The youngest goat says, "Don't eat me, eat my older brothers, they're bigger"... and gets away. The middle goat says, "Don't eat me, eat my older brother, he's bigger"... and gets away. Finally, the oldest goat gets there, completely sold down the river... but when the troll comes out to eat him, he actually is big enough to gore the troll and kill him.
This is a really salty message to me: It says to kids that it's fine to sell out ANYONE -- even family -- because they'll find their own way to clean up the mess. Ain't your problem.
Sure, go lose $25,000 to a bookie. Your brother can lend you the money! If you don't pay it back, he can just take out another mortgage. (Those aren't too hard to get these days, right?)
Don't worry if you're unattractive now, when you grow up you'll be beautiful. I gleaned this from "The Ugly Duckling"... ugly baby duck, becomes an outcast, grows up to be the best-looking duck in the world, gets superficial redemption.
I hate to be a buzzkill here... but it's simply not accurate. Sure, every once in a while, an ugly kid pulls a shocker and becomes Jerry O'Connell as an adult... but 99 times out of 100, a not-so-attractive kid becomes a not-so-attractive adult.
Let's not lie about it. Let's help those kids focus on developing other, more important facets of their lives so they can be happy as adults.
Like, if they're male, they can always make a lot of money to overcome their ugliness. But that lesson isn't really covered in any fairy tales.
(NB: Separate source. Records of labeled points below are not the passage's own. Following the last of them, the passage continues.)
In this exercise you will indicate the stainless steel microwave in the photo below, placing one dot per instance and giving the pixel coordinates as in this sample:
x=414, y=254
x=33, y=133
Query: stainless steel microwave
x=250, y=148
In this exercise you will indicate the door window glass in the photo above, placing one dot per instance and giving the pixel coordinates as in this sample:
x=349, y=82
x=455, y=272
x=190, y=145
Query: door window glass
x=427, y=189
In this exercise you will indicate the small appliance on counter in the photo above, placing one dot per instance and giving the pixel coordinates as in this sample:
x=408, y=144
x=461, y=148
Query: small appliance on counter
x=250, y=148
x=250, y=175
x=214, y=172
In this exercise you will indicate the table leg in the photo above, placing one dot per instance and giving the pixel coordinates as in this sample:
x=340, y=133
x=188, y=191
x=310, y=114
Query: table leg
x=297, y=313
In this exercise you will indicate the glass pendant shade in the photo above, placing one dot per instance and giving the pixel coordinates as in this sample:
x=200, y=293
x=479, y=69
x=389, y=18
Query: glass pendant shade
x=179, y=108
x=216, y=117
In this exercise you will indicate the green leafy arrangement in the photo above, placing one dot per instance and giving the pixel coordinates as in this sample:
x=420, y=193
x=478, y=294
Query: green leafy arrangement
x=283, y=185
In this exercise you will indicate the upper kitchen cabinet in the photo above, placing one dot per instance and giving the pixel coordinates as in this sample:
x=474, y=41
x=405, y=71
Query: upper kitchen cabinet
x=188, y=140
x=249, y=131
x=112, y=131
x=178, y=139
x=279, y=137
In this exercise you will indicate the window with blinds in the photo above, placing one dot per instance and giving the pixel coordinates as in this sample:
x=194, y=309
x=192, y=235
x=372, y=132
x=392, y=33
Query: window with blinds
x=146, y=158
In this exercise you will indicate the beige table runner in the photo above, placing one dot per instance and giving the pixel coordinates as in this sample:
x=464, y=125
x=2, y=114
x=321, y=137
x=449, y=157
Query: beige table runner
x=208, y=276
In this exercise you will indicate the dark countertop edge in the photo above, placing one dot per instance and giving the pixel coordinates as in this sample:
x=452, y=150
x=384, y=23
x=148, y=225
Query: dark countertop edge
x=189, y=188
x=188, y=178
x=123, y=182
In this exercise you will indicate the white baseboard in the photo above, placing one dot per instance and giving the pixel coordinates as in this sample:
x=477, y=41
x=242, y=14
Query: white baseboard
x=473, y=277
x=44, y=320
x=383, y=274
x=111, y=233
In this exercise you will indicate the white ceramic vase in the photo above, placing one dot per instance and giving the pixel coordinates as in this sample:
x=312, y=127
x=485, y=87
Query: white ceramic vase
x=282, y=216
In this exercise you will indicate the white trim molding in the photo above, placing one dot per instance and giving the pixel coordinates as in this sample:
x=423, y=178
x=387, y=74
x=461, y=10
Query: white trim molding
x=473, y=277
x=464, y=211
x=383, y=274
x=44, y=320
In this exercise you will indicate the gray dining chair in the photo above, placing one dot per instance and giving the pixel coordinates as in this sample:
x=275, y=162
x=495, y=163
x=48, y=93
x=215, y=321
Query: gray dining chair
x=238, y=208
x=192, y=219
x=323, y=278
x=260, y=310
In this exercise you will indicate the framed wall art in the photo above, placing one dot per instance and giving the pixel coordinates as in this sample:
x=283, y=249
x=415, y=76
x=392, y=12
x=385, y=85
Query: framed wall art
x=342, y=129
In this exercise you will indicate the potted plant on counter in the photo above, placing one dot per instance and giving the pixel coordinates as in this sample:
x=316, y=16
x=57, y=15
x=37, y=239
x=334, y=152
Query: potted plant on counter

Follow the road more traveled -- whether literal or metaphorical -- or you'll probably be abducted. I feel like "Little Red Riding Hood" sends a very subtle lesson about conformity, specifically to societal norms. Follow the right path (the path your parents' pick, the path you're supposed to follow, both literally and figuratively)... or something really bad is going to happen to you.
If I can break from the list for a second, when I was looking up "Little Red Riding Hood", I found all this info about how the story was originally written. Ready for this weirdness?
 The wolf cooks Red's grandmother and serves it to her, to make her into a cannibal, for no reason other than to be an asshole.  The wolf, disguised as grandma, tells Red to get naked.  Red sees it's a wolf in disguise, and gets away by saying she needs to move her bowels and doesn't want to do that in bed.  She doesn't have a hood or any red on at all.
Completely irrelevant to the point of this list, I just wanted to share all that because I found it all so strange.
The ONLY way to handle someone trying to get into your house is to murder them, as quickly as possible. That's right: The state of Florida completely bases its shoot first home protection laws on the misguided dogma of "The Three Little Pigs".